Within this landscape, Switzerland follows a soft law and ADR approach, based on non-binding recommendations and the consent of the parties. This choice, combined with the unification of Nazi-looting and colonial-restitution issues within a single body, gives the Swiss model a certain institutional coherence, but also exposes it to significant methodological challenges. These challenges arise in particular from the heterogeneity of the situations addressed, which involve different actors, rely on distinct modes of proof, are situated in very different timeframes and raise specific questions of representation and legitimacy, especially sensitive in the colonial context.

Conclusion

Although late in coming, the Independent Commission for Cultural Heritage with a Problematic Past constitutes a pragmatic response to the limits of traditional litigation in matters of restitution. Without calling into question the legal certainty guaranteed by civil law, it seeks to provide a space for dialogue and recognition where positive law has historically proved insufficient.

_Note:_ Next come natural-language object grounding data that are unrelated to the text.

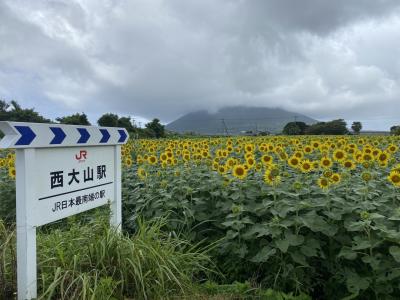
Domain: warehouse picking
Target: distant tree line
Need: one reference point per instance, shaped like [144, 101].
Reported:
[335, 127]
[12, 111]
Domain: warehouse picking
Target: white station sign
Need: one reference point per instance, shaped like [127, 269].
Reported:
[82, 179]
[61, 170]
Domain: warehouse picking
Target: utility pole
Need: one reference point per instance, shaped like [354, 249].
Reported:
[225, 128]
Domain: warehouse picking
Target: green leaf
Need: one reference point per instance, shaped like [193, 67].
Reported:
[347, 253]
[355, 283]
[263, 255]
[299, 258]
[360, 243]
[395, 252]
[308, 251]
[293, 239]
[283, 245]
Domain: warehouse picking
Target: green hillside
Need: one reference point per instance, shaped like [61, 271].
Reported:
[236, 120]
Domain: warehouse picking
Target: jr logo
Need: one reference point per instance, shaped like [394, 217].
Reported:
[81, 156]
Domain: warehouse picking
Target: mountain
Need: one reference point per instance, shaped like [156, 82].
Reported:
[236, 120]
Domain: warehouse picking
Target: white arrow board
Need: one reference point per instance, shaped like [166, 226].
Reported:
[59, 175]
[38, 135]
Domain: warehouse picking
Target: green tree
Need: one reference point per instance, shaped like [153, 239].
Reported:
[335, 127]
[395, 130]
[75, 119]
[155, 128]
[295, 128]
[126, 123]
[14, 112]
[108, 120]
[356, 126]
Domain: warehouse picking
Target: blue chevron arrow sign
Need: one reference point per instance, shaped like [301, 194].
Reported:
[59, 135]
[105, 136]
[84, 135]
[40, 135]
[27, 135]
[42, 184]
[123, 136]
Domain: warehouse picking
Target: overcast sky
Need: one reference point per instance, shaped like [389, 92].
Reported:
[152, 58]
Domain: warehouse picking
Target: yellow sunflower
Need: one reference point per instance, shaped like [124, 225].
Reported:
[239, 171]
[394, 178]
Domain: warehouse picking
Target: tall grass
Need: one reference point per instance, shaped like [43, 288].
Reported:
[93, 261]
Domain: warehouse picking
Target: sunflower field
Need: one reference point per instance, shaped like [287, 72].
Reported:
[318, 215]
[309, 215]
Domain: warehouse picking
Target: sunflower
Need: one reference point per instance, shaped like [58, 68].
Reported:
[249, 147]
[383, 158]
[336, 178]
[392, 148]
[349, 164]
[323, 183]
[271, 177]
[306, 166]
[366, 176]
[221, 169]
[308, 149]
[294, 162]
[142, 174]
[394, 178]
[326, 162]
[339, 155]
[250, 161]
[239, 171]
[152, 159]
[12, 172]
[266, 159]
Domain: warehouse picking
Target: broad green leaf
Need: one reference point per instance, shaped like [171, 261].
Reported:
[395, 252]
[299, 258]
[283, 245]
[263, 255]
[355, 283]
[347, 253]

In this respect, its operation is not unlike the logic of restorative justice: rather than resolving a dispute according to a strictly binary logic of responsibility, it seeks to promote an equitable solution based on recognition of past wrongs and on the search for a balance between memory, property and legal certainty.

In Switzerland, this orientation already finds echoes in private initiatives such as the Swiss Benin Initiative, a collaborative provenance research project conducted by several Swiss public museums in cooperation with Nigerian partners to trace objects from the Kingdom of Benin and engage in dialogue about their future – a process that goes beyond purely legal litigation and fully embraces logics of recognition and transnational cooperation.

Approximately one month after the Commission began its work in March 2026, it is still too early to assess its effectiveness in practice. This effectiveness will, however, depend on its procedural accessibility and on the ability of its recommendations to establish themselves as a reference point in institutional practices and on the art market.